Dies ist besonders in München relevant, wo Umwandlungen in Eigentumswohnungen häufig vorkommen.
Fristlose Kündigung (§ 543 BGB)
Bei schwerwiegenden Vertragsverletzungen können Vermieter ohne Einhaltung einer Frist kündigen. Der häufigste Grund ist Zahlungsverzug:
- Der Mieter ist für zwei aufeinanderfolgende Monate mit der Miete oder einem erheblichen Teil im Rückstand.
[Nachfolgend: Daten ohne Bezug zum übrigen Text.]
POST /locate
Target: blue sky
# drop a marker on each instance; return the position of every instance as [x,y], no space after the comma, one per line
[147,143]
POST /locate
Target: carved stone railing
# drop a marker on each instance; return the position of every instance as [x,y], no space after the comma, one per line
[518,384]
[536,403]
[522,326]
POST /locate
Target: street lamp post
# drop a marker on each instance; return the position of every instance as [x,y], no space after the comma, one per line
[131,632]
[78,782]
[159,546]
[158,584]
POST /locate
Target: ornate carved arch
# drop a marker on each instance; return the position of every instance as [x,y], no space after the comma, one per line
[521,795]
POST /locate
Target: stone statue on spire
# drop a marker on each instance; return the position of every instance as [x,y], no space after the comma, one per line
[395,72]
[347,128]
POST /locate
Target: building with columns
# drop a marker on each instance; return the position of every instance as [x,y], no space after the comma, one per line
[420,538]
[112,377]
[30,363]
- Der Mieter häuft über einen längeren Zeitraum Rückstände in Höhe von zwei Monatsmieten an.
Die Schonfristzahlung
Selbst nach einer wirksamen fristlosen Kündigung kann ein Wohnraummieter die Kündigung unwirksam machen (heilen), indem er den gesamten Rückstand innerhalb von zwei Monaten nach Zustellung der Räumungsklage begleicht (§ 569 Abs. 3 BGB).
Dieses Heilungsrecht:
- Kann nur einmal alle zwei Jahre ausgeübt werden.
- Gilt nicht für Gewerbemieter.
- Best Practice: Stellen Sie neben der fristlosen Kündigung immer auch eine ordentliche Kündigung zu, da diese durch die Nachzahlung nicht geheilt wird.
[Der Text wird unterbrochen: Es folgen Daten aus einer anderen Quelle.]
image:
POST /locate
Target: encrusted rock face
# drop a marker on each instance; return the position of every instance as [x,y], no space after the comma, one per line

Das gerichtliche Räumungsverfahren
Wenn ein Mieter nach einer wirksamen Kündigung nicht auszieht, ist Eigenmacht strengstens verboten (Schlossaustausch, Abstellen von Versorgungsleitungen etc. sind Straftaten).
Der rechtliche Ablauf:
- Räumungsklage einreichen beim zuständigen Amtsgericht.
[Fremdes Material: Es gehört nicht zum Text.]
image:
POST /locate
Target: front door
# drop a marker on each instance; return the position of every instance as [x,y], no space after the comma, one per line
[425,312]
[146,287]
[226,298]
- Gerichtliches Urteil erwirken — dauert in der Regel 6 bis 12 Monate.
- Vollstreckung durch den Gerichtsvollzieher — mit dem Räumungstitel räumt der Gerichtsvollzieher die Wohnung (oft Modell „Berliner Räumung“, um Kosten zu sparen).
Widerspruchsrecht des Mieters (Sozialklausel, § 574 BGB)
Ein Mieter kann einer ordentlichen Kündigung widersprechen, wenn die Beendigung des Mietverhältnisses für ihn eine unzumutbare Härte bedeuten würde, die auch unter Würdigung der berechtigten Interessen des Vermieters nicht zu rechtfertigen ist. Dieser Härteschutz gilt nicht für außerordentliche Kündigungen nach § 543 BGB. Typische Härtegründe sind:
- Hohes Alter oder schwere Krankheit.
- Schwangerschaft oder kleine Kinder.
- Kein angemessener Ersatzwohnraum verfügbar (wird in München häufig angeführt).
Das Gericht wägt die Interessen beider Parteien im Einzelfall ab.